2. Endmills are available in a wide variety of lengths, diameters, flutes and types, and are chosen according to the material they are cutting and the surface finish required for the project.
3. End mills are the cutters of the milling world and are used for slotting, profiling, contouring, counter-boring, and reaming.
4. End mills allow for precision parts to be cut, anything from machine parts, jewellery designs, wood engravings, sign making, plastic cutting, mold making and circuit boards.
1. Drill Bits cut round holes straight down into the material by rotating them in a rotary drill.
2. Most drill bits have a spiral groove (flutes) which give the drill bits a twisted appearance and helps to cut away material as they move up and down in the hole.
3. HSS (High Speed Steel) and carbide drill bits are fluted. (twist drills)
4. The exception to this rule are diamond drill bits which have a flat end rather than pointed or fluted. (Unless it is a diamond twist drill which is not used for drilling but for expanding already existing holes such as in beads)
End Mill Flutes - What Are They, and How Many Do I need?
The Spiral-shaped cutting edges on the side of the end mill are called flutes.
Flutes provide an empty path for the cutting chips to escape from when the end mill is rotating in a workpiece.
End Mills have either 2, 3 or 4 flutes per bit. 2 and 4 flutes are the most popular.
2 Flute End Mills (Slot drills):
- For use on wood and aluminium
- Fewer flutes are best for chip evacuation, keeping the bit cooler, but leaving a rougher surface cut.
- 2 flutes are best for use on Wood and aluminium as these produce very large chips in comparison to other materials.
- 2 flute end mills are also referred to as slot drills.
4 Flute End Mills:
- For use on most other materials
- 4 flutes are used on most other materials, can cut harder materials than 2 flutes and will create an overall smoother surface finish.
End Mill Shapes and Sizes:
There are multiple types of End mills, each designed with a variety of different factors to enable you to choose the right end mill to match the material you’re working on, and the type of project you’re going to use it for.
Router End Mills - Fish Tail
Fish tail points prevent any splintering or breakout and will plunge directly into your material producing a flat surface.
These Router End Mills are ideal for plunge routing and producing precise contours – making them ideal for sign making and metal forming.
For an excellent finish, choose a diamond up-cut as these have an abundance of cutting edges.
V-bits produce a “V” shaped pass and are used for engraving, particularly for making signs.
They come in a range of angles and tip diameter’s.

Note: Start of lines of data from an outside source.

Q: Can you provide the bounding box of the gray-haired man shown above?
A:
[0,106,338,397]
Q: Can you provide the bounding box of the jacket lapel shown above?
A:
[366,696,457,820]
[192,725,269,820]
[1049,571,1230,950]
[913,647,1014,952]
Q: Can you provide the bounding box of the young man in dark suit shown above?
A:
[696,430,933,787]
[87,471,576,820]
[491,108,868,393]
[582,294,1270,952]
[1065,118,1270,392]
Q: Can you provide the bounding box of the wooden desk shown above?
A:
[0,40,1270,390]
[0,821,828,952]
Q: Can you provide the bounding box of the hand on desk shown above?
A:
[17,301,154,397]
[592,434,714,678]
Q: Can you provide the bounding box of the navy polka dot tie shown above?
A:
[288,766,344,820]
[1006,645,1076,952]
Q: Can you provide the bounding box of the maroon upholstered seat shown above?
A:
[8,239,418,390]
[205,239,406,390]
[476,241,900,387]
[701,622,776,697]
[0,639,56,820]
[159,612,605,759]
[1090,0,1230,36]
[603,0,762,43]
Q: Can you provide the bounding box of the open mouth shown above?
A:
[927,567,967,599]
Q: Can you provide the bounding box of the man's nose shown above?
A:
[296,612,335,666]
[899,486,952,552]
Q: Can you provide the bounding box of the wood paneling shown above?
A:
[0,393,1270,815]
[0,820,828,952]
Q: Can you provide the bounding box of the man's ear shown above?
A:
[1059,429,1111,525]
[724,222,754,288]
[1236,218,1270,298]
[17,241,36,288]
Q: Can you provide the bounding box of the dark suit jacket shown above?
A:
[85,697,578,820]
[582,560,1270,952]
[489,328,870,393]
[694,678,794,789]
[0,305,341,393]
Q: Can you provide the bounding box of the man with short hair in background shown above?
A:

The small angles and tips provided on these V-shaped engraving bits produce narrow cuts and small, delicate engraving of lettering and lines.
Ball Nose End Mills
Ball nose mills have a radius at the bottom which makes for a nicer surface finish in your workpiece, meaning less work for you as the piece won’t need to be finished any further.
They are used for contour milling, shallow slotting, pocketing and contouring applications.
Ball nose mills are ideal for 3D contouring because they are less prone to chipping and leave a nice rounded edge.
Tip: Use a Roughing end mill first to remove large areas of material then proceed with a ball nose end mill.
Roughing End Mills
Great for large surface area work, roughing end mills have numerous serrations (teeth) in the flutes to quickly remove large amounts of material, leaving a rough finish.
They are sometimes referred to as Corn Cob cutters, or Hog Mills - so called after the pig who ‘grinds’ away, or consumes, anything in it’s path.
Square End Mills
Commonly referred to as Flat End Mills, square end mills produce a sharp edge at the bottom of the slots and pockets of the workpiece.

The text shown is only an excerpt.